I’ve described a rigorous method for improvement, fairly well-known as plan-do-check-act, with my own embellishments. As described it takes a scientific approach in the face of many unknown factors, to narrow down cause and effect relationships.

Sometimes a different approach can be taken to improvement. In the sleep example, I could say, there are a lot of factors that are well-established by solid research to be beneficial to better sleep, for most people. Unless I have specific doubts, I don’t need to prove that a specific method is effective.
I could measure my baseline, select several aspects to change simultaneously, keep track of them as I go, and measure the results. If I get positive results, then I’m happy. Nothing wrong with this method in terms of getting results. I don’t care which factors in particular worked, and as long as I keep all of the changes in place, then I should be able to maintain the new improved state.

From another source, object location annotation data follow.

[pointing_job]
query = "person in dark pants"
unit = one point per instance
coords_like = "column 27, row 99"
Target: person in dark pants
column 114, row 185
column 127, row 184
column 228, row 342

The limitations are that I don’t know which of the factors helped the most, which could be discontinued, and I can’t make statements about just one of the factors. I really need to say “I changed a bunch of things, and I don’t know what worked in particular, but it’s improved so I’m happy.
This method doesn’t apply if I throw into the mix unproven methods. If I do that, I can end up with a false positive: a belief that the unproven method had a positive effect when in fact is was some or all of the proven methods. This can also happen if I don’t track my baseline or my behaviour across the proven factors, and just add one unproven method. I see positive results and I think it was the unproven method. But it was actually something that changed in one or more other factors, but I wasn’t keeping track.
This is what’s referred to as anecdotal evidence: it’s a valid personal observation that hasn’t been conducted with any rigour or controls. In one sense there isn’t harm for some situations, as long as the benefits are achieved and there aren’t any unintended consequences. But a person can’t be justified in stating that the unproven method is now supported, even for themselves, because they haven’t really approached it in any kind of structured way.
Similar effects occur in organizations when several initiatives are undertaken in parallel. Everyone takes credit for any benefits achieved, but in fact some initiatives may have been very helpful and others quite unhelpful, or positive results may be from external factors unrelated to the initiatives. In politics, taking credit for results achieved in the presence of global economic conditions over which no single body has much control, or policies which happened to be in place rather than intentionally designed for a situation, is everyday behaviour.
About Learning
What is the shape/path of progress in learning? In school you might have experienced a fairly steady progression through each grade, a relatively straight line from knowing little to knowing enough to do the assignment, pass the test, get a passing grade. There might have been some bumps: a missed assignment, a failed test, a poor or failing grade, a change of courses.
Learning a sport, at least at the beginning, is a similar process. You observe, try, practice, and improve your skills in spurts and plateaus.
Advanced study and research at a mastery level, and exploration of complex problems and situations, often proceeds differently. Major setbacks, long plateaus, backsliding, abandoning a line of inquiry or action completely, starting from the beginning, making major changes in methods, dealing with injury, insult, or rejection, and straight-up failures and crashes, are part of the possible territory.
Recognizing that the path will often not be easy or straightforward, that you can feel lost or like a failure for long periods, will help you be persistent in the face of difficulties: you’ll expect them as being normal, rather than something to be feared.